Rizal Commercial Banking Corp. Chief Economist Michael L. Ricafort said the peso rose amid the continued decline in the daily COVID-19 case tally.
“The peso was stronger after lower new COVID-19 cases below the usual 3,000 level,” Mr. Ricafort said in a text message.
The Department of Health reported 2,223 new coronavirus cases on Sunday, bringing total confirmed cases to 370,028.
A trader said in an e-mail that the peso climbed amid the expectations of the availability of a COVID-19 vaccine next month.
US infectious disease expert Dr. Anthony Fauci said on Sunday it would be clear whether a COVID-19 vaccine was safe and effective by early December, but that more widespread vaccination would not be likely until later in 2021, Reuters reported.

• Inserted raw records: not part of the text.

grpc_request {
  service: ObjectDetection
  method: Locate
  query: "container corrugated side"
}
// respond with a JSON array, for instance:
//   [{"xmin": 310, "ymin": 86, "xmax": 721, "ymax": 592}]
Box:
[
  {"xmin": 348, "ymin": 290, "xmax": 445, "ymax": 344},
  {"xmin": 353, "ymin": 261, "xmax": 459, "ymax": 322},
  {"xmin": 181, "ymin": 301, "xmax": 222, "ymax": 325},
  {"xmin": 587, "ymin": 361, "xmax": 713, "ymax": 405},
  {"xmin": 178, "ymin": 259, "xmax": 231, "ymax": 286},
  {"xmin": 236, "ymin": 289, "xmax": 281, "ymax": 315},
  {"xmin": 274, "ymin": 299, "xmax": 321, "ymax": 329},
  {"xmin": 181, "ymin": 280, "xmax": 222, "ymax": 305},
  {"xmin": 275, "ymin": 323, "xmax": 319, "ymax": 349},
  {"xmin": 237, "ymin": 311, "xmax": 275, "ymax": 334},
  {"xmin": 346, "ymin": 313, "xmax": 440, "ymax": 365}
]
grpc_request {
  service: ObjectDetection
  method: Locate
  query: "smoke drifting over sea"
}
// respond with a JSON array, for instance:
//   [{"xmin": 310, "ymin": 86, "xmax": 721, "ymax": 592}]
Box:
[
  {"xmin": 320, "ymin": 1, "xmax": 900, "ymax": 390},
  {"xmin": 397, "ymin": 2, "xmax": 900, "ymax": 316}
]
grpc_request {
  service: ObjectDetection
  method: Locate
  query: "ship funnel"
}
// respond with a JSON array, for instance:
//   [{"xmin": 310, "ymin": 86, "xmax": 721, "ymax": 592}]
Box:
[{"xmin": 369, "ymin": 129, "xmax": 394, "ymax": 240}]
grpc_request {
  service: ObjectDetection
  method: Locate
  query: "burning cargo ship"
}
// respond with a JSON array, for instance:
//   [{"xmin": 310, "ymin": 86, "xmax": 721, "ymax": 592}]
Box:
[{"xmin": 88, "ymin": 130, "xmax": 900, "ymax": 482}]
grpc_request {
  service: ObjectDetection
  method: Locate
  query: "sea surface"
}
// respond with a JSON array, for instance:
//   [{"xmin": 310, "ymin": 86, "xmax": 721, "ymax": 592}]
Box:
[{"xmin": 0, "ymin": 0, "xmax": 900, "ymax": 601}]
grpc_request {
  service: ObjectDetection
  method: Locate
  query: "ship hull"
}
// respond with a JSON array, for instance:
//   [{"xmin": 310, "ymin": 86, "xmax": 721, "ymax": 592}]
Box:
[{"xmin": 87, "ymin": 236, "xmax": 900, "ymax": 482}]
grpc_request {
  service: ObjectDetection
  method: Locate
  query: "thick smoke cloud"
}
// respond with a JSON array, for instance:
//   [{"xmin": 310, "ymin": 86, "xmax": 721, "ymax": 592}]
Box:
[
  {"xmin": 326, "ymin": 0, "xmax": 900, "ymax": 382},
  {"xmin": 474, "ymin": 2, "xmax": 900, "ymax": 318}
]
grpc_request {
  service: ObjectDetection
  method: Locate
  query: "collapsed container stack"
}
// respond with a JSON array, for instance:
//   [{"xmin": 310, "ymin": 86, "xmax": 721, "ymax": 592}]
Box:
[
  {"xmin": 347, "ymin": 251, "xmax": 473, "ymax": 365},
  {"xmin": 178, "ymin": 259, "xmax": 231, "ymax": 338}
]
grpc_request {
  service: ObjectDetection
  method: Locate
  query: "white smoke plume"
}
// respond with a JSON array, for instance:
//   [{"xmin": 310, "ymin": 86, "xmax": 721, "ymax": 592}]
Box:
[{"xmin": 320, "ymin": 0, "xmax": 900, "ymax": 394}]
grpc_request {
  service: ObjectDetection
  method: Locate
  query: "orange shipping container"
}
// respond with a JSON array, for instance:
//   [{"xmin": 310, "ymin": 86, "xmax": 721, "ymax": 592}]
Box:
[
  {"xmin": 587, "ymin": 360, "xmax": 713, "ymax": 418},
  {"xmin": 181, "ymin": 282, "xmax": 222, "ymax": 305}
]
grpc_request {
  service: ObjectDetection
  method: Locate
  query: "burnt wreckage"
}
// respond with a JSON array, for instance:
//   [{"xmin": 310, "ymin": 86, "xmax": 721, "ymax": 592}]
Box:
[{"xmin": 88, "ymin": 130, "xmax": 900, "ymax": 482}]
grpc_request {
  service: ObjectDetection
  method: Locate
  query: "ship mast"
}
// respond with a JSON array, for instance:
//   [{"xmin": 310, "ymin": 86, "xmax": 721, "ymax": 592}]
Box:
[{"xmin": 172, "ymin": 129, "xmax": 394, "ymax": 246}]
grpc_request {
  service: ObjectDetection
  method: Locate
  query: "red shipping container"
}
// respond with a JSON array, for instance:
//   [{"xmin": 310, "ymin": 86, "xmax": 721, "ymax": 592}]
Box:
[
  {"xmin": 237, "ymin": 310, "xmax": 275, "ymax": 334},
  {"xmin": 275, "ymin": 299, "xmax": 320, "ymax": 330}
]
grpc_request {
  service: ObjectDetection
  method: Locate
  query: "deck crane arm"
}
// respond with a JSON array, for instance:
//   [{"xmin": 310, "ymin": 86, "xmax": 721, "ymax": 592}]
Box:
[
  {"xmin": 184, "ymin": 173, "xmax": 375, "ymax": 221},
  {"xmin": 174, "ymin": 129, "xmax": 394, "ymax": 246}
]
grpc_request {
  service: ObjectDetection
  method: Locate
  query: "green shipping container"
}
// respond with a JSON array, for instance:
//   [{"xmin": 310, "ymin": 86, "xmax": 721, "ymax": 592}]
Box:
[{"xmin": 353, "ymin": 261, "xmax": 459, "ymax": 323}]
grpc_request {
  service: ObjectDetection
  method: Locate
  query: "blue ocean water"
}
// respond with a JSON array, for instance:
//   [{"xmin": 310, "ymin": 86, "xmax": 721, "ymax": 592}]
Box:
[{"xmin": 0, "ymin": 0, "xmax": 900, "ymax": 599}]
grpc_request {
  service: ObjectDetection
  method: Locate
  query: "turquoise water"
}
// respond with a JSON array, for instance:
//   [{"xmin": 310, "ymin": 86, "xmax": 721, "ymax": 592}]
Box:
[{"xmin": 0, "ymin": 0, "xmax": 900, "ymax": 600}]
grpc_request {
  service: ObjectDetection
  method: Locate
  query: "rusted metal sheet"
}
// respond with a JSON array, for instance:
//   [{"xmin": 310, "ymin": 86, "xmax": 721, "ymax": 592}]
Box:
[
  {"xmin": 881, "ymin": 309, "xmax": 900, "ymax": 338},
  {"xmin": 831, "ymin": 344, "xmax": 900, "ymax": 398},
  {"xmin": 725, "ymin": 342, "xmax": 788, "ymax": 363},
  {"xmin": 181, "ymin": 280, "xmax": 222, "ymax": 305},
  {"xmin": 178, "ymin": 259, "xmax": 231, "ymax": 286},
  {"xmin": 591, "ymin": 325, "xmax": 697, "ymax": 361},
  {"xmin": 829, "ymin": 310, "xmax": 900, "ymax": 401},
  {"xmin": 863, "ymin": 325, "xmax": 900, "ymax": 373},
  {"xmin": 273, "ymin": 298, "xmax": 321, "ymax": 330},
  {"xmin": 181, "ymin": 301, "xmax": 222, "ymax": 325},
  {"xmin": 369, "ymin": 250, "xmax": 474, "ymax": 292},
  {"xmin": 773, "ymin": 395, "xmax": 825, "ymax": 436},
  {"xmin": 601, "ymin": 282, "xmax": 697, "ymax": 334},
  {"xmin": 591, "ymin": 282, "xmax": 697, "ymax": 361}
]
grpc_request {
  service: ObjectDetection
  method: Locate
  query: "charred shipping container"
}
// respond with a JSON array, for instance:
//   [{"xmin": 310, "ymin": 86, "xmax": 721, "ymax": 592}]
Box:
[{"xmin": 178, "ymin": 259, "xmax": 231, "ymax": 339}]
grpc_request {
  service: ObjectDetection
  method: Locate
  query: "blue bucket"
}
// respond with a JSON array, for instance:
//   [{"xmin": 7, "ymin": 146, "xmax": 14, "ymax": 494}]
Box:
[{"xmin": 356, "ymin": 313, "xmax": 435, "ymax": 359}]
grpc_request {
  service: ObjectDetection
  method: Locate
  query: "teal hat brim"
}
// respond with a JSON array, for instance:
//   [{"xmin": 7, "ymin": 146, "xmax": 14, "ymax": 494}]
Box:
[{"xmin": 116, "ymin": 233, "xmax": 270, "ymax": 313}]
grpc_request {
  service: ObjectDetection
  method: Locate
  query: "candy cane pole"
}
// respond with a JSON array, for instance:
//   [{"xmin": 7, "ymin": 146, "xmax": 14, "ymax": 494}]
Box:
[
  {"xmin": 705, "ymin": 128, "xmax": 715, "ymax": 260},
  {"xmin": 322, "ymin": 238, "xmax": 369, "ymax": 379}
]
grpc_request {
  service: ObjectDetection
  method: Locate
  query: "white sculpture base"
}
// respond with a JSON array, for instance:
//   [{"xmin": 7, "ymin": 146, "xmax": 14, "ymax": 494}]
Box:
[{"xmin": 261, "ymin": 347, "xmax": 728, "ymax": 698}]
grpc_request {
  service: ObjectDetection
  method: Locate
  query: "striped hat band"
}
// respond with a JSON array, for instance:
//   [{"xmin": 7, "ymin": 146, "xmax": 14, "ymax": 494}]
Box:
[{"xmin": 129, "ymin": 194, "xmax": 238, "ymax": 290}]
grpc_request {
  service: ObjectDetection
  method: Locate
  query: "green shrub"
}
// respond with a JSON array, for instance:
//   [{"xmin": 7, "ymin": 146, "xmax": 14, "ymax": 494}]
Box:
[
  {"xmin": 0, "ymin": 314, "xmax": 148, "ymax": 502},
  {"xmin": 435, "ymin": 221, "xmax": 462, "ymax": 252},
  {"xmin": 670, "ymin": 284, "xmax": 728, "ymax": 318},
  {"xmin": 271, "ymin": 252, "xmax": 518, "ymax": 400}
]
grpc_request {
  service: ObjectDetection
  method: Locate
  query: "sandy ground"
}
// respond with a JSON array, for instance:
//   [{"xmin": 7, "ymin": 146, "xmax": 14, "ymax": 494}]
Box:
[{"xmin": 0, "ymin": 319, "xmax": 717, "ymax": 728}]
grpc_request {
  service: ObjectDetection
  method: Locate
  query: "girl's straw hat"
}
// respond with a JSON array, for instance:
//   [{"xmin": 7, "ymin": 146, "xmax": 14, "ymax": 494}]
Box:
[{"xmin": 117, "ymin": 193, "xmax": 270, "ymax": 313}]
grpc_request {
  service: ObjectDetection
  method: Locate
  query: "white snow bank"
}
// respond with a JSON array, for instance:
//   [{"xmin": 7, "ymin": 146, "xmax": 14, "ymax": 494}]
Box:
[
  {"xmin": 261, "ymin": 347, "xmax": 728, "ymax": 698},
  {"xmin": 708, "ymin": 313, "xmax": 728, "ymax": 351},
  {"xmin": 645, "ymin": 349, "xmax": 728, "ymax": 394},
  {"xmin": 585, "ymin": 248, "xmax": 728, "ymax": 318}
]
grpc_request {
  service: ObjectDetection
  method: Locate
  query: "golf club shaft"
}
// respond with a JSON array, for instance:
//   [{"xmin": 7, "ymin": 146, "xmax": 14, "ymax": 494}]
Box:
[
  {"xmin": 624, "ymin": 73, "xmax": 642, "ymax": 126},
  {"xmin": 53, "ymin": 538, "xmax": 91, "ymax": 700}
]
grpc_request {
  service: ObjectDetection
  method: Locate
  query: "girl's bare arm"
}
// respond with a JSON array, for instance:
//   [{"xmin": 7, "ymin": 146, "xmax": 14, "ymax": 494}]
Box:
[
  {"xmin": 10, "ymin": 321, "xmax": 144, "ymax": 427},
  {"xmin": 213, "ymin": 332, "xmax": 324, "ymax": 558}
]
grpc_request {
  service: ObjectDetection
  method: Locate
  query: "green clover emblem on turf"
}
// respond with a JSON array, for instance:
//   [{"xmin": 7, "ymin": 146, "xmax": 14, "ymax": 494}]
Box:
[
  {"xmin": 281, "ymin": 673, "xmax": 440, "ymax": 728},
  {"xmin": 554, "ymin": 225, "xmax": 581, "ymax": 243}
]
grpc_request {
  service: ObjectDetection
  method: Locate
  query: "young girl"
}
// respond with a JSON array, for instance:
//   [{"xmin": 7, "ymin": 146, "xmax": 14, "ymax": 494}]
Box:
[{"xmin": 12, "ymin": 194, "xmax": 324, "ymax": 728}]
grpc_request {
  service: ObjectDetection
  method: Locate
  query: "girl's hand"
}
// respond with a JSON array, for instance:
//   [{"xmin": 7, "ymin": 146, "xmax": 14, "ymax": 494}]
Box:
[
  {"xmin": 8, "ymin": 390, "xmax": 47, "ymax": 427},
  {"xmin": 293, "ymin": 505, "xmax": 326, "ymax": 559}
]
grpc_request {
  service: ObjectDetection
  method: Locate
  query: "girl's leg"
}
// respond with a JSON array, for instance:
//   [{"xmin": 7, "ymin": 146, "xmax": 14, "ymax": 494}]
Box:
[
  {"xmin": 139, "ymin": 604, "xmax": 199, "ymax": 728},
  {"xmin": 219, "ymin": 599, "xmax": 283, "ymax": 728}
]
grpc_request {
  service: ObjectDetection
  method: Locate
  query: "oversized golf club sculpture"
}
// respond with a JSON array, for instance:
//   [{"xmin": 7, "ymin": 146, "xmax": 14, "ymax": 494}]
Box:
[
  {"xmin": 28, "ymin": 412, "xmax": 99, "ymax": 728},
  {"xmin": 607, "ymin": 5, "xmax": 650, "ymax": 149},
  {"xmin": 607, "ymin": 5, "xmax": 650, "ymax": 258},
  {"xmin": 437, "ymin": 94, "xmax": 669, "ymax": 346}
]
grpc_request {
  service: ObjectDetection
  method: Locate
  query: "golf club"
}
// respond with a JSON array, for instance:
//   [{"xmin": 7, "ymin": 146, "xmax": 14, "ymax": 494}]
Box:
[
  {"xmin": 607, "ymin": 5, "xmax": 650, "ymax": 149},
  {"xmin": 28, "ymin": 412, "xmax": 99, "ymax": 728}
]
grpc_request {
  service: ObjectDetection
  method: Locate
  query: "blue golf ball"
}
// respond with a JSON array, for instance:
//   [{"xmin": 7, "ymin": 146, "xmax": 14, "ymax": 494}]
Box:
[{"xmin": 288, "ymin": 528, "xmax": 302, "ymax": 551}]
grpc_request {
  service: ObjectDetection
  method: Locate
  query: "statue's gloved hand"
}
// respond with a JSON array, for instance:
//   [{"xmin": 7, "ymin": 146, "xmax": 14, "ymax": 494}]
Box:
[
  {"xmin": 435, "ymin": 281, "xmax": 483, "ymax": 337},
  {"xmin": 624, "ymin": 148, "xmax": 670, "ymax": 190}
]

“We will know whether a vaccine is safe and effective by the end of November, the beginning of December,” Mr. Fauci told the BBC.
“When you talk about vaccinating a substantial proportion of the population, so that you can have a significant impact on the dynamics of the outbreak, that very likely will not be until the second or third quarter of the year.”
The COVID-19 vaccine being developed by the University of Oxford and AstraZeneca Plc produces a robust immune response in elderly people, the group at highest risk, the Financial Times said on Monday, citing early results, Reuters reported separately.
The vaccine triggers protective antibodies and T-cells in older age groups, the FT said, citing two people familiar with the finding, encouraging researchers as they seek evidence that it will spare those in later life from serious illness or death from the virus.
The findings echo data released in July which showed the vaccine generated “robust immune responses” in a group of healthy adults aged between 18 and 55, the newspaper reported, citing people aware of the results from so-called immunogenicity blood tests.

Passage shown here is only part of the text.